September 2008


First Junior Golf Tournament held in Vietnam...

The Vietnam Golf Association will be hosting its first Junior Golf Tournament and it really is an auspicious moment because junior golf programs are vital to the growth of the sport in Vietnam, but that’s only the tip of the iceberg when it comes to what learning golf can do for an impressionable young child.

Golf teaches young people about the importance of accepting responsibility for one’s own actions, about obeying rules, cleaning up after oneself and, most importantly, why cheating is bad.

One of the biggest problems facing society is a breakdown of belief in the system of rules. Far too many kids nowadays feel its ok to lie a bit, cheat to get ahead and flout the rules because they see people on TV or in the movies do it. Their role models are far from flawless.

Their rationale is that "everyone does it so if I don’t do it first, I will lose out."

While this might seem to be somewhat true on the surface, the truth of the matter is that once you sacrifice your principles for immediate short-term gain, you lose and worse it’s a dark slippery path they’ve committed to follow.

So, how to save our children from all the negative influences out there nowadays?

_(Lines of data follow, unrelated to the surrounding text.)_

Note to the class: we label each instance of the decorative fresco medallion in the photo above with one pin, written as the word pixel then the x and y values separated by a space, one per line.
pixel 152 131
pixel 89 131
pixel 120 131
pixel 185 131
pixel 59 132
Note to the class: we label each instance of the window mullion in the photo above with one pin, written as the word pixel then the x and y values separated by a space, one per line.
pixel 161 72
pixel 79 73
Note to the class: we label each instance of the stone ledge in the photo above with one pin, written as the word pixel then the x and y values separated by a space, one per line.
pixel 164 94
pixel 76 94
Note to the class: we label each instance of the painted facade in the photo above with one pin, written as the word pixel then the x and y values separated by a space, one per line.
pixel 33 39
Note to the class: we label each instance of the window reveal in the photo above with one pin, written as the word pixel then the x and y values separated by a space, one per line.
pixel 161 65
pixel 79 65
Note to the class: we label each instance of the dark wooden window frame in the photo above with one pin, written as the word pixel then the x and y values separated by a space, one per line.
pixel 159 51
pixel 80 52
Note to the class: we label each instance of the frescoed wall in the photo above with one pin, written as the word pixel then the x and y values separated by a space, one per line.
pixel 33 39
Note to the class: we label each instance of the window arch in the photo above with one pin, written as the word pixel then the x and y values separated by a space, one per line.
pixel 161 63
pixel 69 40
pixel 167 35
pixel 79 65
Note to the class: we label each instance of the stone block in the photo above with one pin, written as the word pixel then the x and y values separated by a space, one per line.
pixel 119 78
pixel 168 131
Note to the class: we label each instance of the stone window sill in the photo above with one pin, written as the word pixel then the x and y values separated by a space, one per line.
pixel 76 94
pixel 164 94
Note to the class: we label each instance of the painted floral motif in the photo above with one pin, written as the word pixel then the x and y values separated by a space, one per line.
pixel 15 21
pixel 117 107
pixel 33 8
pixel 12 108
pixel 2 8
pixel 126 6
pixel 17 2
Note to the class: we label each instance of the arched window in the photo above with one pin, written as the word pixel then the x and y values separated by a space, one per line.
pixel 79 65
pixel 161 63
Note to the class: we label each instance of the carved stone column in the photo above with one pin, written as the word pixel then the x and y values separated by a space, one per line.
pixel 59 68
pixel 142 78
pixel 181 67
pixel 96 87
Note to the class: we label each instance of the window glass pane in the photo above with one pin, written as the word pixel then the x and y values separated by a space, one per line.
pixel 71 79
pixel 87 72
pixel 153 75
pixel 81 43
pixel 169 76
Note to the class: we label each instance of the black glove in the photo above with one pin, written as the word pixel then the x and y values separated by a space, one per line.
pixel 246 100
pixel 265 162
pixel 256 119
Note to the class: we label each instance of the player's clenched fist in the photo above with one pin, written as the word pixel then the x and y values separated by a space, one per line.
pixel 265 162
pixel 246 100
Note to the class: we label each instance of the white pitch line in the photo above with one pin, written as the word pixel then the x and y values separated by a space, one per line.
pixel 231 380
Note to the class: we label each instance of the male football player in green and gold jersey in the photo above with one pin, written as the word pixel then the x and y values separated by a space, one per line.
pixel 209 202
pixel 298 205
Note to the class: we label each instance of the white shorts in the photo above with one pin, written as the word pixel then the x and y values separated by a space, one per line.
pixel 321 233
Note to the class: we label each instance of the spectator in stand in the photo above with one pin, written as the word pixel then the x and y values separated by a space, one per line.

It’s not easy and I am sure that many parents have wrestled with this question because the odds are against them. The first thing is to face facts – MTV, HBO, ESPN and your children’s friends have more influence over them than you do.

The best way to fix a bad habit is to replace it with a good habit. Replace a negative influence with a positive one, but which ones?

In the old days, parents would tout the benefits of religion and use the "fear of G-d" to keep kids in line, but unfortunately less people seek the comfort and safety of religion nowadays for many different reasons and this is yet another reason why society seems to be going down the tubes.

If you have no fear of the afterlife, what is to stop you from running amok here and now besides fear of prison? Very little, that’s what.

Golf is probably the closest game which espouses many of the same virtues found in the major religions, yet doesn’t offend people of different faiths because it doesn’t invoke a deity.

Thus, "fear of G-d" is replaced by the "fear of being ostracised".

Cheaters and sandbaggers are despised by most every "true" golfer and make no mistake there is a difference between being a golfer and someone who plays golf.

Cheats have trouble walking through the clubhouse without people whispering behind their back, or openly sneering at them. Come tournament time they can barely make a swing without people questioning it and their scorecards are examined like the secret of the universe is contained on a microdot somewhere on it.

To me, the single most important lesson kids can learn from golf is "accepting responsibility for their own actions."

In golf, you choose your route to the green, pick the club that you think gives you the best approach, set your stance and alignment and make your best swing.

Then deal with the results.

If the ball is in the fairway, congratulations you achieved your immediate goal, but if its in the trees, you have to deal with it. Weeping, tearing your hair and complaining about the unfairness of the universe won’t change a thing…you hit it there, nobody put a gun to your head and said "slice into the trees or I’ll blow your head off."

The ball doesn’t move, it just sits there waiting for you to hit it (yes, scientists are trying to verify reports that the ball is silently laughing at you as well), so if you hit a bad shot, accept responsibility and deal with it. Get back into play and try to salvage the situation. Its not over yet, you still have a lot of holes yet to play.

So, golf builds moral character and reveals peoples deepest flaws if you know how to read it properly. Watch someone who blames everyone but himself for a bad round…bet he does the same thing in business too.

See someone cheating? Would you trust them in a business deal?

Golf also teaches you that one bad shot doesn’t kill a round and that there are always ways to get back into the match.